Je suis à St.-Maur; j'ai quitté toutes mes affaires et tous mes amis. J'ai mes enfans et le beau temps, cela me suffit. Je prends des eaux de Forges; je songe à ma santé: je ne vois personne, je ne m'en soucie point du tout. Tout le monde me paroît si attaché à ses plaisirs, et à des plaisirs qui dépendent entièrement des autres, que je me trouve avoir un don des fées, d'être de l'humeur dont je suis. Je ne sais si madame de Coulanges ne vous aura point mandé une conversation d'une après-dînée de chez Gourville, où étoient madame Scarron et l'abbé Testu, sur les personnes qui ont le goût au-dessus ou au-dessous de leur esprit; nous nous jetâmes dans des subtilités, où nous n'entendions plus rien. Si l'air de la Provence, qui subtilise encore toutes choses, vous augmente, nos visions là-dessus, vous serez dans les nues. Vous avez le goût au-dessus de votre esprit, et M. de la Rochefoucauld aussi, et moi encore; mais pas tant que vous deux. Voilà des exemples qui vous guideront. M. de Coulanges m'a dit que votre voyage étoit encore retardé: pourvu que vous rameniez madame de Grignan, je n'en murmure pas: si vous ne la ramenez point, c'est une trop longue absence. Mon goût augmente à vue d'œil pour la supérieure du Calvaire; j'espère qu'elle me rendra bonne. Le cardinal de Retz est brouillé pour jamais avec moi, de m'avoir refusé la permission d'entrer chez elle; je la vois quasi tous les jours; j'ai vu enfin son visage[149]: il est agréable, et l'on s'aperçoit bien qu'il a été beau. Elle n'a que quarante ans; mais l'austérité de la règle l'a fort changée. Madame de Grignan a fait des merveilles d'avoir écrit à la Marans.

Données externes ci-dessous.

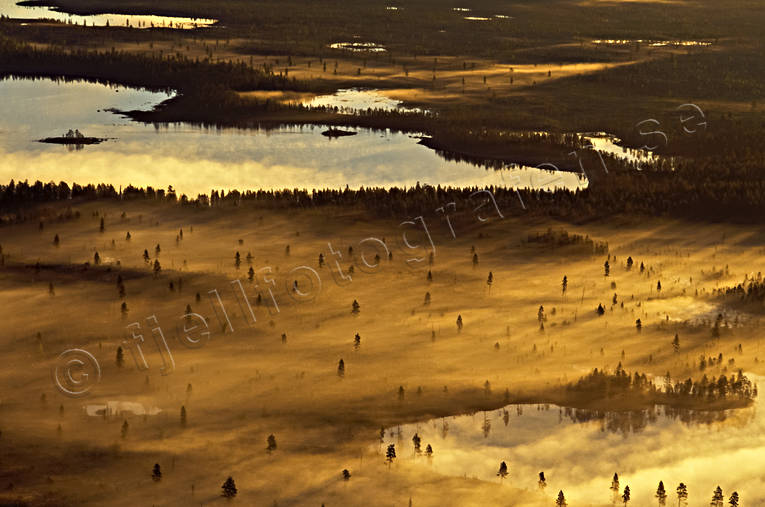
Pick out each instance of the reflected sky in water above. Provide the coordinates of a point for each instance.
(196, 160)
(353, 100)
(701, 449)
(10, 9)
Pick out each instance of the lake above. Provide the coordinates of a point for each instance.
(12, 10)
(196, 160)
(579, 450)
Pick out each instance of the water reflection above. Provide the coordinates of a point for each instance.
(11, 9)
(195, 160)
(359, 47)
(353, 100)
(579, 450)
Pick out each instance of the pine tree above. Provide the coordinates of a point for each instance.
(390, 454)
(626, 495)
(156, 473)
(502, 473)
(120, 359)
(661, 494)
(229, 488)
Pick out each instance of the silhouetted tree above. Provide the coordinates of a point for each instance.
(661, 494)
(502, 472)
(390, 454)
(229, 488)
(156, 473)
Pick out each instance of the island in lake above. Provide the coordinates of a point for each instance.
(73, 137)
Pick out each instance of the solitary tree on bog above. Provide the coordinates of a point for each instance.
(661, 494)
(502, 472)
(229, 488)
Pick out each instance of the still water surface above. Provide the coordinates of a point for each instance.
(579, 451)
(196, 160)
(12, 10)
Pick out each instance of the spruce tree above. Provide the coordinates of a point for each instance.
(229, 488)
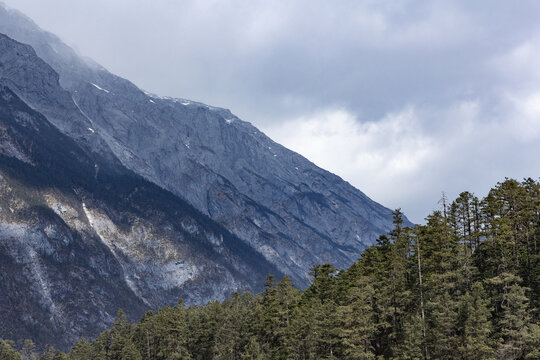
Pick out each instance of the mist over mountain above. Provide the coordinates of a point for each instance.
(113, 197)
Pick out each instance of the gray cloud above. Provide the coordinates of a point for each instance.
(401, 98)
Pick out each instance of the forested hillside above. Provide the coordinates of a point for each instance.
(466, 285)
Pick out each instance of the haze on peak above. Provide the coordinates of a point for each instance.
(402, 99)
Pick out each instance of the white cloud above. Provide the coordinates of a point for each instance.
(406, 158)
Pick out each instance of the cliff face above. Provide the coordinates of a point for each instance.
(286, 208)
(80, 239)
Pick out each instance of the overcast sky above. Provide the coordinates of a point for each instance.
(403, 99)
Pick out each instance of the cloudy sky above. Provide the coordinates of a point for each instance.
(403, 99)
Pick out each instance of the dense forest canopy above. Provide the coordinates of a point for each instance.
(466, 285)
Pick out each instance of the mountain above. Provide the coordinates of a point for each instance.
(113, 197)
(80, 239)
(285, 207)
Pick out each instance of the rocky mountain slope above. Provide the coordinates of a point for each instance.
(282, 205)
(111, 197)
(80, 239)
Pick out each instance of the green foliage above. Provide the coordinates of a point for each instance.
(463, 286)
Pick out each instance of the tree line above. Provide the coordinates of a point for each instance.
(466, 285)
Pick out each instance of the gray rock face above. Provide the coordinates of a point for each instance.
(282, 205)
(77, 244)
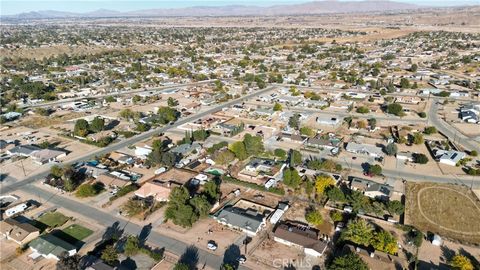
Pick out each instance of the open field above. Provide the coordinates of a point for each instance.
(449, 210)
(53, 219)
(78, 232)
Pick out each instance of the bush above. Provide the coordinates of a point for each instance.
(430, 130)
(420, 158)
(275, 190)
(363, 110)
(314, 217)
(395, 109)
(88, 190)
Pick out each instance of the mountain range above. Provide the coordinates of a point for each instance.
(309, 8)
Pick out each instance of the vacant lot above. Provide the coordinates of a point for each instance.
(53, 219)
(78, 232)
(449, 210)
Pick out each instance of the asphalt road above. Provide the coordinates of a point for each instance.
(452, 133)
(105, 219)
(7, 186)
(129, 92)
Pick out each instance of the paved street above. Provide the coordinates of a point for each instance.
(9, 186)
(453, 134)
(106, 219)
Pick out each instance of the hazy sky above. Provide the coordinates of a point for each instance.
(8, 7)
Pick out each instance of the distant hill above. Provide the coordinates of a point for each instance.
(317, 7)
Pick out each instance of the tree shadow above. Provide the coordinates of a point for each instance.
(112, 232)
(128, 263)
(467, 254)
(447, 253)
(190, 257)
(231, 255)
(144, 233)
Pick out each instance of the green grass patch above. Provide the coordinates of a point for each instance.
(78, 232)
(53, 219)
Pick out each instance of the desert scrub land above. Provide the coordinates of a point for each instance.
(451, 211)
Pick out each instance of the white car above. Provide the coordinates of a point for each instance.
(212, 245)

Je n'ai pas été si sage; car je fus, l'autre jour, chercher madame de Schomberg[150], et je ne la demandai point. Adieu, ma belle; je souhaite votre retour avec une impatience digne de notre amitié.

J'ai reçu les cinq cents livres, il y a long-temps. Il me semble que l'argent est si rare, qu'on n'en devroit point prendre de ses amis. Faites mes excuses à M. l'abbé (de Coulanges), de ce que je l'ai reçu.